Thermohaline Stratification of the Indonesian Seas-Model and Observations
Arnold L. Gordon
Lamont-Doherty Earth Observatory Palisades, N.Y. 10964, USA
Inter-ocean transport within the Indonesian Seas is the primary means of exporting excess freshwater from the North Pacific Ocean. The efficiency of this transfer dictates to a large measure the meridional overturning of the Pacific and Indian Oceans. The Indonesian throughflow is relevant to ENSO as it allows "seepage" of the western Pacific's warm pool water into the Indian Ocean, affecting the volume of the warm pool. For global models to faithfully reproduce the Earth's climate system, the inter-ocean fluxes of mass, heat and freshwater must be properly represented. The Indonesian Seas with it's complex topography falling near the division of the North Pacific and South Pacific water mass fields, represent a severe challenge to model validity.

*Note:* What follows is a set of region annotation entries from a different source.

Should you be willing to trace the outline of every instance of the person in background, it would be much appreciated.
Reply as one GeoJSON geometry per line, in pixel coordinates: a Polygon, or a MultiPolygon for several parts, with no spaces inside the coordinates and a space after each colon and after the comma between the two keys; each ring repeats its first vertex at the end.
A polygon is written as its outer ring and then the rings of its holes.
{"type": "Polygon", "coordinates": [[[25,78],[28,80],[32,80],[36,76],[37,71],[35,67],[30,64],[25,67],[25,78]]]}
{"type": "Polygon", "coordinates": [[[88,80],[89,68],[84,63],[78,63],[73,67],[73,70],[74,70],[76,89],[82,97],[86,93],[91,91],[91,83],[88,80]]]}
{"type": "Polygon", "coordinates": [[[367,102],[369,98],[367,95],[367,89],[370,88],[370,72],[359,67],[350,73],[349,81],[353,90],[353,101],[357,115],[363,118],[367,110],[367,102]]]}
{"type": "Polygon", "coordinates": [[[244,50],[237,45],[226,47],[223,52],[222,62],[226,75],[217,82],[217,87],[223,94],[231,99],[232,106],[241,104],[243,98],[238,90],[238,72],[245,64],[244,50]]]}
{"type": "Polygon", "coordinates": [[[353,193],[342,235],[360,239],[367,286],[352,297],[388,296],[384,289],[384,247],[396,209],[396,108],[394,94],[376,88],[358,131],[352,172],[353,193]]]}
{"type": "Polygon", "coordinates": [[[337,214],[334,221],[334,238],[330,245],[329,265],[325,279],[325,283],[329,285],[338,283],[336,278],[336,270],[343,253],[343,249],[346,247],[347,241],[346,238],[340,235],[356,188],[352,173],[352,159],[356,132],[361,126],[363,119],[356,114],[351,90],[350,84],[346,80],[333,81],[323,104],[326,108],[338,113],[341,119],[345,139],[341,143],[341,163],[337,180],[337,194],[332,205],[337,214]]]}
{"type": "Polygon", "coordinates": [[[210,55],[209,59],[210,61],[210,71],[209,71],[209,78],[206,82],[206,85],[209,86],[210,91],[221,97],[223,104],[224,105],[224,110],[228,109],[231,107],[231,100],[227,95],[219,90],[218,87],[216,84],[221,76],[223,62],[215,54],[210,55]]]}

Thermohaline observations within the Indonesian Seas in August 1993 (southeast monsoon) and February 1994 (northwest monsoon) as part of the Arlindo program is compared to model results. The comparison model is the Los Alamos parallel ocean program 1/6 degree global model, forced by ECMWF winds. Two versions of the model are used: one is relaxed to Levitus monthly sea surface climatology in the upper 25m; and a surface thermal boundary formulation which allows for SST controlled 'corrective' feedback (Barnier conditions) replaced the Levitus boundary condition. An array of model "stations" are compared to the Arlindo CTD stations.
A general statement can be made; the model water masses pattern bears resemblance to the observed distribution, but the model water column is too salty, too much South Pacific thermocline water fills the Seas east of Sulawesi. West of Sulawesi, in the Makassar Strait the model results show a North Pacific water column, matching the observational stations, though with reduced core layer values. In the Flores Sea near the 12。? isotherm, an infusion of salt from the Banda Seas mirrors a pattern revealed by observations. In the Maluku, Seram and Banda Seas the model stations are far too salty, though the Barnier conditions yield a more realistic stratification. In the Timor Sea, the model exports to the Indian Ocean a water column laced with too much South Pacific salt. In the Timor Sea below the Indonesian 1200m sill depth, the model lacks the observed intrusion of saline south Indian Ocean water.
Within the model, North Pacific thermocline water flowing through the Makassar Strait exits the Indonesian Seas in the Lombok Strait, whereas the observations show that the bulk turns eastward into the Flores and Banda Seas, before exiting the Indonesian Seas near Timor. The model South Pacific thermocline spreads uninhibited into the Banda and Timor Seas. It is suspected that the details of the geometry may be the cause of the differences, but larger scale aspects of the model may also be a contributing factor.